Hardening Kubernetes

Pointing to the AKS flaw and the need to harden Kubernetes, the Mandiant researchers wrote that “enforcing authentication for internal services, applying granular network policies, and restricting unsafe workloads with pod security are now table stakes for preventing post-exploitation activity that can compromise an entire cluster. These security configurations that limit [the] attack surface help prevent against known and unknown attacks alike.”

They wrote that Kubernetes clusters often are deployed without addressing the possibility that an attacker may have code execution privileges win a pod. This can happen several ways, such as through existing vulnerabilities in workloads, continuous integration build jobs, or a compromised developer account. In such instances, network police are key to preventing malicious active once the flaw has been exploited.

“Without network policies in place, you should assume a compromised pod can access any network resource any other pod on the cluster can access,” the researchers wrote. “This could include the local Redis cache for another pod, managed databases running in your cloud provider, or even your on-premises network. When these services require authentication and are configured correctly, this is a relatively low-risk configuration — a vulnerability in one of these services would be necessary for an attacker to exploit.”

Bootstrapping Trust

Kubernetes security experts have known for years that bootstrapping trust in Kubernetes nodes is difficult, they wrote. Kubelets running on Kubernetes noes need a TLS certificate signed by the control plane certificate authority to safely run, but “in a large distributed system where nodes (or virtual machines [VMs]) are constantly created and destroyed, how should that certificate be provisioned onto the VM?”

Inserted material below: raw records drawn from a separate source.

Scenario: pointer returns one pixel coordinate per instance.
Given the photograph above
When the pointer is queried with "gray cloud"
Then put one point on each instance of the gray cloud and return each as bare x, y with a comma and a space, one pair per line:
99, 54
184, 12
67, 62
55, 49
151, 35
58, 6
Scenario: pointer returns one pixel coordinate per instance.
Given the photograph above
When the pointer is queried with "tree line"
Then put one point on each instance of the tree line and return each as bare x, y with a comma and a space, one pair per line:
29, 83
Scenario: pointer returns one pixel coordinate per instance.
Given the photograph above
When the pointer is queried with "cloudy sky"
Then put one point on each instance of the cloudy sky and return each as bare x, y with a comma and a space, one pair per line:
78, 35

That can be done by using the metadata server across cloud providers to deliver a static token to provisioned VMs to prove the VM should be part of the cluster and thus issue a kubelet certificate. However, such metadata services are accessible to the network and could lead to token theft if an attacker has network access. With these tokens, the bad actor can create a kubelet certificate for their own system and use the credentials to attack the control plane, steal secrets, and disrupt workloads scheduled on their malicious node.

“While protecting these tokens by denying applications access to the metadata server can help, the managed Kubernetes industry has evolved beyond simple token provisioning as a means for identifying VMs for critical security decisions,” the researchers wrote.

They pointed to Google Kubernetes Engine (GKE) as an example, noting that it uses a trust bootstrap process that is backed by a cryptographically verifiable virtual trusted platform module (vTPM) that is part of shielded nodes, which have been enabled by default for newly created GKE clusters since 2021.

“GKE shielded nodes remove the risk of bootstrap token theft instead of concealing it,” the researchers wrote. “Instead of relying on possession of a static token to authenticate and authorize a request for a new kubelet certificate, the VM requests an attestation from the VM’s vTPM, which is then verified by the control plane before issuing the kubelet certificate.”